O petista continuou: "Nós fizemos uma coisa muito ponderada. Nós pegamos cada incentivo fiscal, cada subvenção, e fomos julgando a conveniência de manter ou não aquilo, e fomos submetendo ao Congresso um a um desses projetos de lei para que o Congresso desse a última palavra".

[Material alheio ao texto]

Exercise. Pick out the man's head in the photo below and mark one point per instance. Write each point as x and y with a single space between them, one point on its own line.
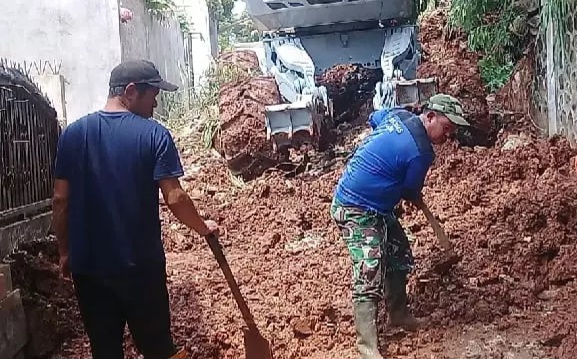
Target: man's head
135 84
441 116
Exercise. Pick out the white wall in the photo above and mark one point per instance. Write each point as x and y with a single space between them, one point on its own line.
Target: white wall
202 41
82 35
160 41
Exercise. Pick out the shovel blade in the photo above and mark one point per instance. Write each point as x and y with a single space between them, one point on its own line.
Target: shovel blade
256 346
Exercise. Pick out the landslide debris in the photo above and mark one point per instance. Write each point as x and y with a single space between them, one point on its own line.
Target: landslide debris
510 209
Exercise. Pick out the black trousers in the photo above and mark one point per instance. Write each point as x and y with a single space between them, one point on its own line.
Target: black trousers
137 298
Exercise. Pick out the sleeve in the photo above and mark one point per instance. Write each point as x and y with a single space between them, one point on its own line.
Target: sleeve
415 177
62 163
167 161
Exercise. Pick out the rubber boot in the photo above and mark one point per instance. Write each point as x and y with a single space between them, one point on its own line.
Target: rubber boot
396 298
366 327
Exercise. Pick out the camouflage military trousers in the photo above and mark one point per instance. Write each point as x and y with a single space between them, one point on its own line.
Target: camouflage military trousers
377 244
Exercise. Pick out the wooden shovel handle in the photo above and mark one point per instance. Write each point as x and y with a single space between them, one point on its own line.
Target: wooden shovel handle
439 231
216 249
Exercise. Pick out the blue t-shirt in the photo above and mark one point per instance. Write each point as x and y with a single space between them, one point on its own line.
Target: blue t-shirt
390 164
113 162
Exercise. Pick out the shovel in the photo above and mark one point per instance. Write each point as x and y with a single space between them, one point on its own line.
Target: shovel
255 345
451 258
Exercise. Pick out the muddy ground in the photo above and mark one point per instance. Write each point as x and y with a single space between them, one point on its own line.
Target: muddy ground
510 209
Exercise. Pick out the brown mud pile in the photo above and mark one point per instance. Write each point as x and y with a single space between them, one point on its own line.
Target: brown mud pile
510 213
510 210
446 57
52 314
242 138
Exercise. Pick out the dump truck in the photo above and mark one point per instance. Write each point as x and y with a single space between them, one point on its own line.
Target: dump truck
304 38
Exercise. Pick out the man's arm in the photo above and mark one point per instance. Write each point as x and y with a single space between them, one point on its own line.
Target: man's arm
415 179
60 215
182 206
166 171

Na sequência, o ex-ministro citou as declarações do presidente do PSD. "Hoje eu inclusive vi o Kassab falar que houve aumento de carga tributária, e eu queria corrigi-lo, porque na verdade o PSD ajudou muito. O PSD do Kassab votou em todos os projetos de corte de gasto tributário que não se justificava mais. Então, o Kassab foi parceiro, sem saber, talvez."
As declarações de Kassab ocorreram mais cedo, também no evento do Banco Safra, ao comentar sobre a confirmação do lançamento da candidatura do governador de Goiás, Ronaldo Caiado, para a presidência da República pelo PSD.
"(Lula) Não fez nada nesses cinco mandatos para tentar trazer mais transparência, trazer o voto distrital, fazer a reforma administrativa", disse. "Ao contrário, porque, para ter recursos e investir na infraestrutura do País, não pode aumentar a carga tributária. Vocês sabem o que foi esse governo Lula e o aumento brutal da carga tributária", acrescentou.